[PATCH v2] selftests: powerpc: Add test for execute-disabled pkeys
Michael Ellerman
mpe at ellerman.id.au
Fri May 29 11:48:53 AEST 2020
Hi Sandipan,
A few comments below ...
Sandipan Das <sandipan at linux.ibm.com> writes:
> Apart from read and write access, memory protection keys can
> also be used for restricting execute permission of pages on
> powerpc. This adds a test to verify if the feature works as
> expected.
>
> Signed-off-by: Sandipan Das <sandipan at linux.ibm.com>
> ---
>
> Previous versions can be found at
> v1: https://lore.kernel.org/linuxppc-dev/20200508162332.65316-1-sandipan@linux.ibm.com/
>
> Changes in v2:
> - Added .gitignore entry for test binary.

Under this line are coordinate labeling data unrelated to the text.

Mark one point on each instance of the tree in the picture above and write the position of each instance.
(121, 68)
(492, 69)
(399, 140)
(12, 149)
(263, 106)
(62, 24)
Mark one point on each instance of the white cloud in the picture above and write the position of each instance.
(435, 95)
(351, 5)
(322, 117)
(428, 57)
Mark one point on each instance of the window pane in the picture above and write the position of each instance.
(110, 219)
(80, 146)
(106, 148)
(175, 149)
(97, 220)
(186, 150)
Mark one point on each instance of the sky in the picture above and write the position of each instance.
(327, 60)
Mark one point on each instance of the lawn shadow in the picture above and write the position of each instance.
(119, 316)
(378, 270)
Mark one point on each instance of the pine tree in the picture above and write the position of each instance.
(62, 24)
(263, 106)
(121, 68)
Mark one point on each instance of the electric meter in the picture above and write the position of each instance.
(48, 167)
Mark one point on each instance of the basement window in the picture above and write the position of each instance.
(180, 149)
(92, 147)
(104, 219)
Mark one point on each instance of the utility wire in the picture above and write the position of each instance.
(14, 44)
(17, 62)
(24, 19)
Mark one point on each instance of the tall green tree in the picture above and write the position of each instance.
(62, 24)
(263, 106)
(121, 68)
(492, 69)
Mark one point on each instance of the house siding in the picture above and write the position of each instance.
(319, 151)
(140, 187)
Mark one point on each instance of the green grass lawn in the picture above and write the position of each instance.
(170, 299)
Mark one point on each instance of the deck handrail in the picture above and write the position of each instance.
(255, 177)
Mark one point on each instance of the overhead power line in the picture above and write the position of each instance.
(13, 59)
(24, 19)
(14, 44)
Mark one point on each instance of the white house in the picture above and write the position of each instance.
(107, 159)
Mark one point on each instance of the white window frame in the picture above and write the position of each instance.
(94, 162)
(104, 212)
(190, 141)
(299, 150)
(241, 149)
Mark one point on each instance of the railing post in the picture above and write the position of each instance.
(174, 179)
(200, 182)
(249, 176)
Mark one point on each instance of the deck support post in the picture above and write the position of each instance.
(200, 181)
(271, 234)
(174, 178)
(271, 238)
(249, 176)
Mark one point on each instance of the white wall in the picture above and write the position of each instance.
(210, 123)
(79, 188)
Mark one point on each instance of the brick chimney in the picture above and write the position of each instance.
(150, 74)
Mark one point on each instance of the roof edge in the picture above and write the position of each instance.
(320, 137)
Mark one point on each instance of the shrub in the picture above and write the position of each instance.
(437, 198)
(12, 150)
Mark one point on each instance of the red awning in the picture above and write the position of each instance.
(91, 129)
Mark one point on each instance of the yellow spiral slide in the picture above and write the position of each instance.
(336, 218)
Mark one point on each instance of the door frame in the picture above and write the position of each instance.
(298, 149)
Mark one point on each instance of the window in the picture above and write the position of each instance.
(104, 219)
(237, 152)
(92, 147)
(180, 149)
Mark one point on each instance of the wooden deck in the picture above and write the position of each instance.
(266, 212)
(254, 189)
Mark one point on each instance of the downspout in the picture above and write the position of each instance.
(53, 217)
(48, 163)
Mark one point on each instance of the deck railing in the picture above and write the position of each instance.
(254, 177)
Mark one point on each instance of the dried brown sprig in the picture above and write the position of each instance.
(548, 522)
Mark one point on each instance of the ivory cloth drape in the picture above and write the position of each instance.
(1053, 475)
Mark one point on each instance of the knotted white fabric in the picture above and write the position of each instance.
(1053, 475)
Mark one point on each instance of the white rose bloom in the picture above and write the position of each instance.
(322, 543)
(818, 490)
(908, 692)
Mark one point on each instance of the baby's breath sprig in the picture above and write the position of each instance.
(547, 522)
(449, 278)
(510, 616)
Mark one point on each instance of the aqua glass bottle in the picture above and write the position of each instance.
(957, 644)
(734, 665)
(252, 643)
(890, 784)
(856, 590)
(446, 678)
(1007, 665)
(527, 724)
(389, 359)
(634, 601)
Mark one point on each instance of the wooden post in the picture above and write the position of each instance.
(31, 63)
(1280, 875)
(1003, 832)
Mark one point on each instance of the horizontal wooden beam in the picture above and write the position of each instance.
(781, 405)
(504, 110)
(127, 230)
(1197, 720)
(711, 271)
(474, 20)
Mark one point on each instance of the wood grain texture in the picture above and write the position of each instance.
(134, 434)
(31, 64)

> - Fixed builds for older distros where siginfo_t might not have si_pkey as
> a formal member based on discussion with Michael.
>
> ---
> tools/testing/selftests/powerpc/mm/.gitignore | 1 +
> tools/testing/selftests/powerpc/mm/Makefile | 3 +-
> .../selftests/powerpc/mm/pkey_exec_prot.c | 336 ++++++++++++++++++
> 3 files changed, 339 insertions(+), 1 deletion(-)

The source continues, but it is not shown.